Choose self-hosted WireGuard when: You want zero external dependencies, you're privacy-conscious about metadata, or you want to learn the underlying protocol.
Use both: Many homelabbers run Tailscale for convenience and keep a self-hosted WireGuard config as a backup in case Tailscale has an outage.
Headscale: Self-Hosted Alternative
If you want Tailscale's convenience without depending on Tailscale's servers, Headscale is an open-source implementation of the Tailscale coordination server. Your devices still run the official Tailscale client, but they coordinate through your own server.
# Install Headscale on a VPS or homelab server
docker run -d --restart=unless-stopped \
-p 8080:8080 \
-v /etc/headscale:/etc/headscale \
--name headscale headscale/headscale:latest
This gives you full control over the coordination server, at the cost of running and maintaining it yourself. It's a solid option for homelabbers who want the best of both worlds.
Practical Tips
Install Tailscale on your most important device first: Your main server or Proxmox host. Then add your phone and laptop. You'll have remote access within 10 minutes.

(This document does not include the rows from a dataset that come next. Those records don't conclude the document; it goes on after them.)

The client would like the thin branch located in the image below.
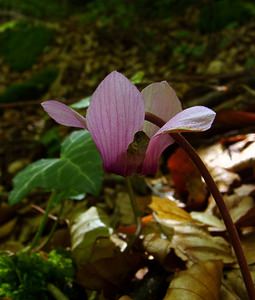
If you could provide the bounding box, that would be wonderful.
[145,113,255,300]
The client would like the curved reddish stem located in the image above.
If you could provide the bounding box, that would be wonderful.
[145,113,255,300]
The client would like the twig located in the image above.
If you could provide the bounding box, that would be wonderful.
[145,113,255,300]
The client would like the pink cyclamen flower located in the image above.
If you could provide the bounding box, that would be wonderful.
[42,71,215,176]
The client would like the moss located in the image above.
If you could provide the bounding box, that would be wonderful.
[0,22,54,71]
[0,67,58,103]
[0,251,74,300]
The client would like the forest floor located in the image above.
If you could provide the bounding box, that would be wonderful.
[0,7,255,300]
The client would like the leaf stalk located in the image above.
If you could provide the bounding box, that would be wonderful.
[145,112,255,300]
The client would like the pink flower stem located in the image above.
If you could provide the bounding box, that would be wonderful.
[145,113,255,300]
[126,177,142,247]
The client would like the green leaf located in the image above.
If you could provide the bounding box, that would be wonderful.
[70,97,91,109]
[9,130,103,204]
[71,207,112,264]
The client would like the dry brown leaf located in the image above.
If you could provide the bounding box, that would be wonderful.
[164,261,223,300]
[171,224,234,263]
[149,196,192,222]
[198,143,240,192]
[221,266,255,300]
[143,233,172,263]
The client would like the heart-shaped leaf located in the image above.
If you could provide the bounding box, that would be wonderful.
[9,130,103,204]
[71,207,112,263]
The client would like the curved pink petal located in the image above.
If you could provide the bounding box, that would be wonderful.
[87,71,144,175]
[41,100,87,129]
[142,134,174,175]
[154,106,216,136]
[142,81,182,137]
[143,106,216,175]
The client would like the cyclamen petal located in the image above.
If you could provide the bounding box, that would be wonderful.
[143,106,216,175]
[41,100,87,129]
[142,81,182,137]
[154,106,216,136]
[87,71,145,175]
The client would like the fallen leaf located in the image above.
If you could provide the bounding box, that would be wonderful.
[149,196,192,222]
[164,261,223,300]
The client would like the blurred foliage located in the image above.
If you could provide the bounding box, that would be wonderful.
[0,0,70,18]
[0,21,54,71]
[0,67,58,103]
[0,250,74,300]
[198,0,255,33]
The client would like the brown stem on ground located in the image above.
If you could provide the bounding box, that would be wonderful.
[145,113,255,300]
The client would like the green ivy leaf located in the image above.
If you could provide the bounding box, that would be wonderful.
[71,206,112,263]
[9,130,103,204]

Use tags for device groups: In the admin console, tag devices by function (tag:server, tag:workstation, tag:iot). Reference tags in ACLs for cleaner policies.

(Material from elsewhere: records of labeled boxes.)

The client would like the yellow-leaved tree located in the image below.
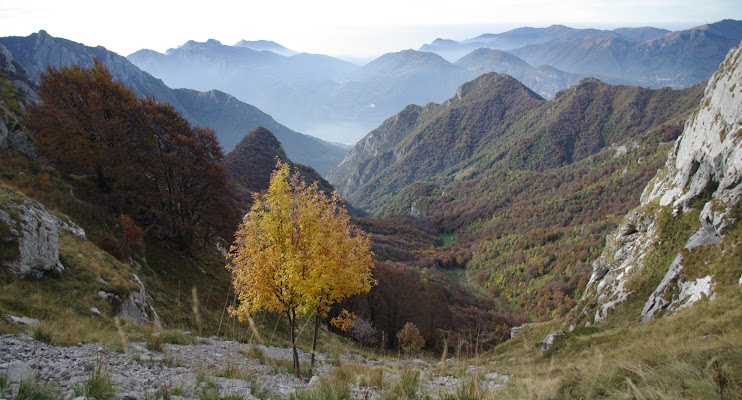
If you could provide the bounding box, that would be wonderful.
[227,161,374,376]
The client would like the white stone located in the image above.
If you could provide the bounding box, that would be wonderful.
[541,329,567,353]
[6,360,34,383]
[3,314,41,325]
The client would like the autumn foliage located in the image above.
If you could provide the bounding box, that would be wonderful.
[27,60,235,246]
[397,322,425,355]
[227,161,374,375]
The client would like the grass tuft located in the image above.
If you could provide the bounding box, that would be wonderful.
[15,378,62,400]
[73,355,118,400]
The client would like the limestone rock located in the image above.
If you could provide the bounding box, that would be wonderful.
[117,274,162,328]
[0,200,85,278]
[642,41,742,234]
[6,360,34,383]
[541,329,567,353]
[577,45,742,322]
[3,314,41,325]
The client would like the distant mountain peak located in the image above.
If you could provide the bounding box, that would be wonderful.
[222,126,288,192]
[232,39,299,57]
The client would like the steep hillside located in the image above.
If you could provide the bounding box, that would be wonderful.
[0,44,39,158]
[128,39,358,138]
[420,25,617,61]
[455,48,592,99]
[328,74,702,319]
[482,40,742,399]
[576,40,742,323]
[233,39,299,57]
[511,20,742,88]
[173,89,346,175]
[222,126,334,210]
[0,31,345,173]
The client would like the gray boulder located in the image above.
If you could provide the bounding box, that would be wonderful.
[541,329,567,353]
[0,200,85,279]
[118,274,162,328]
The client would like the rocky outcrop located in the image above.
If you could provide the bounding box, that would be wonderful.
[117,274,162,328]
[0,45,39,158]
[0,200,85,278]
[541,329,567,353]
[578,41,742,322]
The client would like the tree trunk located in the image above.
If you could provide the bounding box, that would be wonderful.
[286,309,301,378]
[309,310,319,376]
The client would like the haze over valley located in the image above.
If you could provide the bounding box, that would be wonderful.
[0,0,742,400]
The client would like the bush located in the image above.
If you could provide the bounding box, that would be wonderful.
[397,322,425,355]
[348,317,376,346]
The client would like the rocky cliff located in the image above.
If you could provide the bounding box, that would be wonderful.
[578,41,742,323]
[0,44,39,158]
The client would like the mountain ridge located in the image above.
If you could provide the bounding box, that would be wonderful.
[0,30,345,173]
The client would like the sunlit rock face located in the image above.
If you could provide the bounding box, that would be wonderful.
[578,40,742,322]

Enable key expiry wisely: By default, Tailscale keys expire after 180 days and you need to re-authenticate. For servers, disable key expiry in the admin console so they don't go offline while you're away.
Monitor with tailscale status --json: Pipe this into your monitoring system to track which devices are online and their connection types (direct vs relayed).
Tailscale has become the default remote access solution for homelabs because it removes friction. You install it, you authenticate, and your devices can talk to each other regardless of where they are or what network they're on. The free tier covers 100 devices with 3 users — more than enough for any homelab. Set it up once, and remote access is just no longer something you think about.